In summary, the proposed MDNCaching strategy introduces an additional step to train a matrix decomposition model before KGE model training, and it introduces a caching technique to manage generated candidate negatives effectively. With flexibility in integrating any translational distance-based or semantic matching-based model, MDNCaching enables robustness in training models from scratch with fewer parameters than previous dynamic negative sampling work IGAN [12], and KBGAN [3]. The generator in GAN approaches tends to generate correct facts that are considered as positives instead of negatives, and in contrast to GAN approaches, the proposed MDNCaching strategy considers latent relations to eliminate plausible positive facts from the negative candidates by utilizing the matrix decomposition technique. Besides, MDNCaching extends the idea of caching candidate negative that proposed in NSCaching [17]. The proposed strategy explores the candidate space to the best at step 2 and exploits the candidates by carefully managing caches at step 5. In addition to that, the exploration of negatives with large similarity scores effectively impacts embedding training.

4 Experiments

We evaluated the proposed negative sampling strategy, i.e., MDNCaching, on the link prediction in KGs and compared results with the state-of-the-art negative sampling strategies. In this case, the task was to predict the missing head (h) or tail (t) entity for a positive triplet (hrt) and evaluate the rank of the head and tail entities among all predicted entities. We evaluated the results for link prediction with TransE [2], TransD [6], DistMult [16], and ComplEx [11] baseline KGE models, and definitions are described in Table 1.

Table 1. Scoring functions for triple (hrt), and parameters. diag(r) constructs the diagonal matrix with r.

4.1 Experimental Setup

Datasets. The experiments were conducted on two popular benchmark datasets WN18RR [13] and FB15K237 [10]. These datasets were constructed by removing inverse-duplicate relations from previous WN18 and FB15K datasets respectively. The experiments were carried out in these two variants as they were more challenging and realistic than originals. The statistics of the data sets are described in Table 2.

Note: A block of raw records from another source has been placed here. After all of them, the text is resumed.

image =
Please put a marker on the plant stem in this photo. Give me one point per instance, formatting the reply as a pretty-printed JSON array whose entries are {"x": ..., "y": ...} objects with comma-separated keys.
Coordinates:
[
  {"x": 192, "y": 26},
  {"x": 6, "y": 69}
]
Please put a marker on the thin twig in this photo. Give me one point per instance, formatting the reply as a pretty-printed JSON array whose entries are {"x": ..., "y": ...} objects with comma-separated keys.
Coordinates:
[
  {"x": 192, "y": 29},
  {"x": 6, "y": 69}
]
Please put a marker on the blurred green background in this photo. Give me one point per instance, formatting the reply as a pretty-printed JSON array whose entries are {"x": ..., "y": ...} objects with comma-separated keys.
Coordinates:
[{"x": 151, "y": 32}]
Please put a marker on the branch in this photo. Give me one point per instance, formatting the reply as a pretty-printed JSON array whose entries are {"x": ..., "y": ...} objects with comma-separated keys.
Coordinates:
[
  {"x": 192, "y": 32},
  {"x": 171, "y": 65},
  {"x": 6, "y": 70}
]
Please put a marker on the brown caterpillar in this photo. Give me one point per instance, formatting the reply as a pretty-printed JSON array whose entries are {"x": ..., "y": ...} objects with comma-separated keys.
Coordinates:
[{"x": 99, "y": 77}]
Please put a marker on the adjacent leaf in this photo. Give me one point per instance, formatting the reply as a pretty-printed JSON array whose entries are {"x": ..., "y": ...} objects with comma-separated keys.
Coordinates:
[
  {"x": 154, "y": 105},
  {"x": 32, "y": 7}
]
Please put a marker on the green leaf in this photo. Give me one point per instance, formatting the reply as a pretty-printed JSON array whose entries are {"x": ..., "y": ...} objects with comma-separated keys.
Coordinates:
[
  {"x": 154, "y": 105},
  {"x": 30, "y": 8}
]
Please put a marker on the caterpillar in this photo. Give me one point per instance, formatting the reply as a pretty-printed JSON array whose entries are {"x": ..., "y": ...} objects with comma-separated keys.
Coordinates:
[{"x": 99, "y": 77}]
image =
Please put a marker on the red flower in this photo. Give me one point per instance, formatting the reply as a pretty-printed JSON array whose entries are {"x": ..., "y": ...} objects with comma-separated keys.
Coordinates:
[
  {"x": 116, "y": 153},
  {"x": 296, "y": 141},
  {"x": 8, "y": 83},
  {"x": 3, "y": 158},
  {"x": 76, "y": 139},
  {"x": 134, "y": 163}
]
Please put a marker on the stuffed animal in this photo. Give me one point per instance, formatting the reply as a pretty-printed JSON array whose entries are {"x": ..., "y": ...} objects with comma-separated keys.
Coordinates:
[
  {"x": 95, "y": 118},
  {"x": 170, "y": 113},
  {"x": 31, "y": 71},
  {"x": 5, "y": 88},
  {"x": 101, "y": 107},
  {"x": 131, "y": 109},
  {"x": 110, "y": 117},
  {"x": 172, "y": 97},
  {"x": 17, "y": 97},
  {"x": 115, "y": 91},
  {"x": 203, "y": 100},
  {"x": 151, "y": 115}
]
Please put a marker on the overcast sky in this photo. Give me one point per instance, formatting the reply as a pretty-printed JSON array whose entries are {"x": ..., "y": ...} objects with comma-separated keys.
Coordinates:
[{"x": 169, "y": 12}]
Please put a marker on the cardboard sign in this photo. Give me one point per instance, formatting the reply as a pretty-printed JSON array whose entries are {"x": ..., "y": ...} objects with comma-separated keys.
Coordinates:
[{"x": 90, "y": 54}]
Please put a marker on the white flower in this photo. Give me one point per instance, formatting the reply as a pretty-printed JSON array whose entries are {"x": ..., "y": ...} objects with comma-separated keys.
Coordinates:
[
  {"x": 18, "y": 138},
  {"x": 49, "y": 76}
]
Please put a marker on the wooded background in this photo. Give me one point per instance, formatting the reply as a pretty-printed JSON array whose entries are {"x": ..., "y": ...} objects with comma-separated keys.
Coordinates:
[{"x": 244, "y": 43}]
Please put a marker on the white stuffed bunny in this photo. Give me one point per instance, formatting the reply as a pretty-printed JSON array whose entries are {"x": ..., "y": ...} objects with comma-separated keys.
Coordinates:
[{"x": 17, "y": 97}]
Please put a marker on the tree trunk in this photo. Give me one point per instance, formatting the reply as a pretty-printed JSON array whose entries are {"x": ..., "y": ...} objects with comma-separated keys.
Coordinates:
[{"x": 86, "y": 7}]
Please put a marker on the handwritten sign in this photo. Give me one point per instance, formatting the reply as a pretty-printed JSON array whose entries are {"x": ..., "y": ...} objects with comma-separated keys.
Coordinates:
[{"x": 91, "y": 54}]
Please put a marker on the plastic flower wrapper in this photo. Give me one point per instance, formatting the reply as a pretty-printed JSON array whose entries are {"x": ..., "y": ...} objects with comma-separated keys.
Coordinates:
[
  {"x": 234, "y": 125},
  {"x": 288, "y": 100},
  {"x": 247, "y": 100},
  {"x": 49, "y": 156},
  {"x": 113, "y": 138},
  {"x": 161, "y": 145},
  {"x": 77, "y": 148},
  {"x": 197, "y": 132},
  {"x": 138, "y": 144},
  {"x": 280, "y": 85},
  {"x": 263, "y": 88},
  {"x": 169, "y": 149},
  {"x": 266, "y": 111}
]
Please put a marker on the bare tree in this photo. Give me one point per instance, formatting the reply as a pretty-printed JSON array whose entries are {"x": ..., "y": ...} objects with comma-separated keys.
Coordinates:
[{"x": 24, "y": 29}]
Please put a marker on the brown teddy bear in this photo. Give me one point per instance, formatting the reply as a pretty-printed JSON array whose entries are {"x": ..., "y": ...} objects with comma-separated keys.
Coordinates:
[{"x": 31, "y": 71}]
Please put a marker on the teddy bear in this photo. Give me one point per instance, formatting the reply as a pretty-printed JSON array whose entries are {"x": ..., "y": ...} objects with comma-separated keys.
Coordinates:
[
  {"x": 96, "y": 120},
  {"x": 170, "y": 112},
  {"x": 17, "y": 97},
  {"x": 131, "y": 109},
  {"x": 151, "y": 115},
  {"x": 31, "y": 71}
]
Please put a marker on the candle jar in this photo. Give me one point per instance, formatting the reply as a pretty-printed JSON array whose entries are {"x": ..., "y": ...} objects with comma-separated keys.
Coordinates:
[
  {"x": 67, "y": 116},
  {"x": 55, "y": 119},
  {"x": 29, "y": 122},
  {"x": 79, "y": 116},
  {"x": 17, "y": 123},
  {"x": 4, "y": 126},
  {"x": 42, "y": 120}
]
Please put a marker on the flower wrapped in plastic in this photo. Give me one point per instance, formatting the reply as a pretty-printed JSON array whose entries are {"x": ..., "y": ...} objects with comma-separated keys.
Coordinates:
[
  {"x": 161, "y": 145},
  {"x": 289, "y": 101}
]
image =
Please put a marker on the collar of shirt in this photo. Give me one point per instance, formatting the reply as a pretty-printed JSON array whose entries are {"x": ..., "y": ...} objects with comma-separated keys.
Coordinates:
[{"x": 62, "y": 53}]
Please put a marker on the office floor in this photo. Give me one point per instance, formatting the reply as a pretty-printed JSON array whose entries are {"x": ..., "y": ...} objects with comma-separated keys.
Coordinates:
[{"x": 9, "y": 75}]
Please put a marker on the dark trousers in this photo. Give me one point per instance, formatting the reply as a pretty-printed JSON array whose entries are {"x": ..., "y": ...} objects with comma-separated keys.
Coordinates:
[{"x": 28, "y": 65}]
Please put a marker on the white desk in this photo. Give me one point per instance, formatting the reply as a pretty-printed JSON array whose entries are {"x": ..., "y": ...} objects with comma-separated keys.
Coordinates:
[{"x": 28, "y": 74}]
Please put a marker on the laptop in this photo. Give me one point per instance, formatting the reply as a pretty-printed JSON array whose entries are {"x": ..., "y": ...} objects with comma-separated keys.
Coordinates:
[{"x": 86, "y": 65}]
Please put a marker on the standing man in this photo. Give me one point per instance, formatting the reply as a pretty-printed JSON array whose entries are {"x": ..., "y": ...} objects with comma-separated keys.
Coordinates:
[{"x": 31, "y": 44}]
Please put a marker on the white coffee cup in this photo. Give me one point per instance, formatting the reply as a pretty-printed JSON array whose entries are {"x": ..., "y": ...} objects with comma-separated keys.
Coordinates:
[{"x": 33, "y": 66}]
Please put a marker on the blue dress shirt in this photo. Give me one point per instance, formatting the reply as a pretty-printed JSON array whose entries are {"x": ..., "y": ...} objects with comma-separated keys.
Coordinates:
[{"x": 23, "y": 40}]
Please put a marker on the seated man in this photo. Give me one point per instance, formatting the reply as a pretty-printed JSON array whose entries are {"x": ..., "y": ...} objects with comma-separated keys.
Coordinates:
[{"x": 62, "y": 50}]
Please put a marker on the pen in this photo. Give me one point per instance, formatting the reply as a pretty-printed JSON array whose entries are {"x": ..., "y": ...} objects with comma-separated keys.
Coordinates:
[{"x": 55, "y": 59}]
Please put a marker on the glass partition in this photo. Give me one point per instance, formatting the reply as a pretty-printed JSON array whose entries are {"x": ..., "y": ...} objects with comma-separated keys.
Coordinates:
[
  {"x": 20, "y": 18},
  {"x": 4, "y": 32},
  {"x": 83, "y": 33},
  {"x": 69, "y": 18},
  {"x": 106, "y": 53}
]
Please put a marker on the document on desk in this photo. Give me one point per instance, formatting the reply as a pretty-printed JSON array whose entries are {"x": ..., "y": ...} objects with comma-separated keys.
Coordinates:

Table 2. Statistics of the datasets used with experiments

Performance Measurement. We consider the “Filtered” setting with performance evaluation so that valid entities outscoring the target are not considered mistakes. Hence they are skipped when computing the rank. We evaluate results based on the following metrics,

  1. 1.

    Mean Rank (MR) is the average of the obtained ranks; \(MR = \frac{1}{|Q|}\sum _{q \in Q}^{}q\). The smaller value of MR tends to infer better results. However, since MR is susceptible to outliers, the Mean Reciprocal Rank is widely used.

  2. 2.

    Mean Reciprocal Rank (MRR) is the average of the inverse of the obtained ranks; \(MRR = \frac{1}{|Q|}\sum _{q \in Q}^{}\frac{1}{q}\). The higher value of MRR tends to infer better results.

  3. 3.

    Hit@K is the ratio of predictions for which the rank is equal or lesser than a threshold k; \(Hits@K = \frac{|\{q \in Q : q \le K\}|}{|Q|}\). The higher value of Hits@K tends to infer better results.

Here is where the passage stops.